The House’s vote to impeach does not remove Trump from office. That would require similar action from the U.S. Senate, where Republican Majority Leader Mitch McConnell, of Kentucky, on Wednesday said there is not sufficient time to complete the procedure in that chamber before Trump’s term ends.
Ashley Hinson, who represents eastern Iowa’s 1st District, said Trump bears responsibility for the attacks on the Capitol and she wishes Trump had spoken sooner to quell the rioters. But Hinson voted against impeachment, citing what she described as a rushed process and, again, a concern about its impact on a divided nation.
“Impeachment will only serve to feed the flames and further divide our nation,” Hinson said in a statement. “Next week, there will be a peaceful transition of power to the Biden Administration, and we must re-focus on moving this country forward and solving the everyday problems facing Americans. … While last week was one of the darkest days in our nation’s history, I am committed to unifying our country and serving Iowans because I know there will be brighter days ahead.”
Republican U.S. Sen. Chuck Grassley said he was “ashamed of the insurrectionists that broke into our Capitol,” but that he sees no point in impeaching Trump at this time.
“But there’s a lot of irritation people want to express and this is one way of doing it,” Grassley said during an interview on KXEL-AM radio. However, with just a week until inauguration, “I haven’t been thinking about anything except how can I work with President Biden, first of all, to do what he says he wants to do — unite the country. If Chuck Grassley can help him do that, and I want to do that.
“(Biden) needs to get his cabinet in place right away. For most of the people he’s nominated, I probably can help him do that. We need to get the show on the road and his program. Anything that we did with impeachment would detract from it. Even the talk of it detracts from it.”
A spokesman for Republican U.S. Sen.
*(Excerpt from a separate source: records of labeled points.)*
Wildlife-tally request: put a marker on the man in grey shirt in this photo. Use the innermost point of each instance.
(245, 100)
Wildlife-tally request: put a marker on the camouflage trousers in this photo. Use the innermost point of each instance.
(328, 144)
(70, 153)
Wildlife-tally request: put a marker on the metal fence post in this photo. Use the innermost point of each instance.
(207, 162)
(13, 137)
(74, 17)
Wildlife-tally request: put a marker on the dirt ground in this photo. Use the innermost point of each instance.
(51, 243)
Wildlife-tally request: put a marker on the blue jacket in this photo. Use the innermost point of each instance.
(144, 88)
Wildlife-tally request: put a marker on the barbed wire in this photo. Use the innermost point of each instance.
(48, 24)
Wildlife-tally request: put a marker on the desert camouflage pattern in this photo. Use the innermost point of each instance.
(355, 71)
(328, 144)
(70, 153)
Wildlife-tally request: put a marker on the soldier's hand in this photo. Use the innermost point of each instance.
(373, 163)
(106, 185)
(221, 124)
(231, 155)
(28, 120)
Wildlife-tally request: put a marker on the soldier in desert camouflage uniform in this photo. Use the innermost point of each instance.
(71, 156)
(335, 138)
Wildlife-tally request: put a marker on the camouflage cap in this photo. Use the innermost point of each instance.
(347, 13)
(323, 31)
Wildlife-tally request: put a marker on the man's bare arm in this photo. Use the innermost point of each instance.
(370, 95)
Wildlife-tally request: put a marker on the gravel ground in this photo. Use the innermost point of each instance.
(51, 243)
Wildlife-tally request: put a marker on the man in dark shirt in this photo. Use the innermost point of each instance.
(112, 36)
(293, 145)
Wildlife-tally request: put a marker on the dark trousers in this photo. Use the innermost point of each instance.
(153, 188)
Joni Ernst said she is “focused on ensuring a peaceful transfer of power, keeping our country safe and secure, and truly healing our nation.”
Iowa Democratic Party chairman Mark Smith, in a statement, described Trump as a “clear and present danger to the Constitution,” and called the Iowa Republicans who voted against impeachment spineless.
“Rather than stand up to sedition, Ashley Hinson, Mariannette Miller-Meeks, and Randy Feenstra have chosen Trump over their oath to the Constitution,” Smith said. “They should be ashamed of their spinelessness and Iowans will hold them accountable.”
Republican Party of Iowa chairman Jeff Kaufmann called the impeachment vote, which 10 Republicans supported, “(Democratic U.S. House Speaker) Nancy Pelosi’s newest political skit.” He also called for a “turn towards the future.”
“For weeks now Democrats have been calling for the country to come together and unify, but this political theater only divides us further,” Kaufmann said in a statement.